Jefferson Davis Edwards and his wife Martha came to Amber Valley, Alberta from Oklahoma in 1910. Jefferson was only 21 when he walked hundreds of miles north of Edmonton to stake a claim on a piece of land east of Athabasca. Initially, the young couple lived with Martha’s father, Jordan Murphy. Martha was the first woman to live in Amber Valley, and her son, Romeo, was the first child born there. Together, Jefferson and Martha raised 10 children: Kenneth, Booker, Romeo, Alonzo, Arnold, Elmer, Joey, Ralph, Valsper, and Dorothy.
When the Edwards children grew up, only Kenneth, Booker, and Romeo continued to farm on the family homestead and on other farms nearby. Kenneth and Booker farmed east of Athabasca, while Romeo farmed in the Ferguson district of Alberta. Alonzo, Arnold, Elmer, Joey, Valsper, and Ralph moved to Edmonton. Dorothy left Canada and moved to South Dakota.
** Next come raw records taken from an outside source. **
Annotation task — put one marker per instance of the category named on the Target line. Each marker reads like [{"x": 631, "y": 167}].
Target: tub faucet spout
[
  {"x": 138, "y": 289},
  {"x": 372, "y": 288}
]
Jefferson Edwards’ oldest son, Romeo, married Elnora Coleman. Together, Romeo and Elnora raised five girls: Phyillis, Gloria, Hazel, Roberta, and Jaqueline. Phyllis is married and raised two boys; all live in Edmonton. Gloria is a lab technologist at the Redwater Hospital and has three boys. Hazel lives in Kitimat, British Columbia with her husband Van Turner. Roberta is married to Al Bowen from Amber Valley. Jaqueline, lives in Los Angeles and is married to Pastor Larry Hess.
Jefferson and Martha’s son Kenneth spent his life farming in Athabasca. When not working his fields, Kenneth spent his time playing baseball with friends and family. For 35 years, he played as a pitcher and a catcher, making his début with the Amber Valley Baseball Team and later for the mixed Athabasca Baseball Team. After farming and prior to his retirement, he drove a school bus for 25 years. Kenneth and his wife Joyce Bowen have six sons: David, Dean, Deon, Leonard, Jerry, and Terry.
Martha and Jefferson Edwards' seventh child was Booker T. Washington Edwards, named for the African-American leader and scholar. Booker stayed close to his parents and farmed in the Amber Valley area. He hosted a Sunday school at his house. Booker was on the Amber Valley Baseball Team and was considered the “clown of the team,” often playing jokes and tricks on his teammates. The baseball team disbanded during the Second World War since several of their players enlisted in the armed forces. Although he wanted very much to join the army, Booker was obliged to look after the farm. In 1954, he married Ruby Bransford, a teacher at the Toles School in Amber Valley.
Jefferson Davis Edwards embraced his new citizenship with pride and became involved in local politics, school and hospital boards, and the Alberta Wheat Pool. In recognition of his contributions to sports, politics, and community life, the Government of Alberta, in 1973, presented Jefferson Edwards with an Achievement in Humanities Award. In 1974, the Black Cultural Society of Alberta granted Martha and Jefferson an award for excellence in contributing to pioneer life. Martha died in 1977, and Jefferson two years later.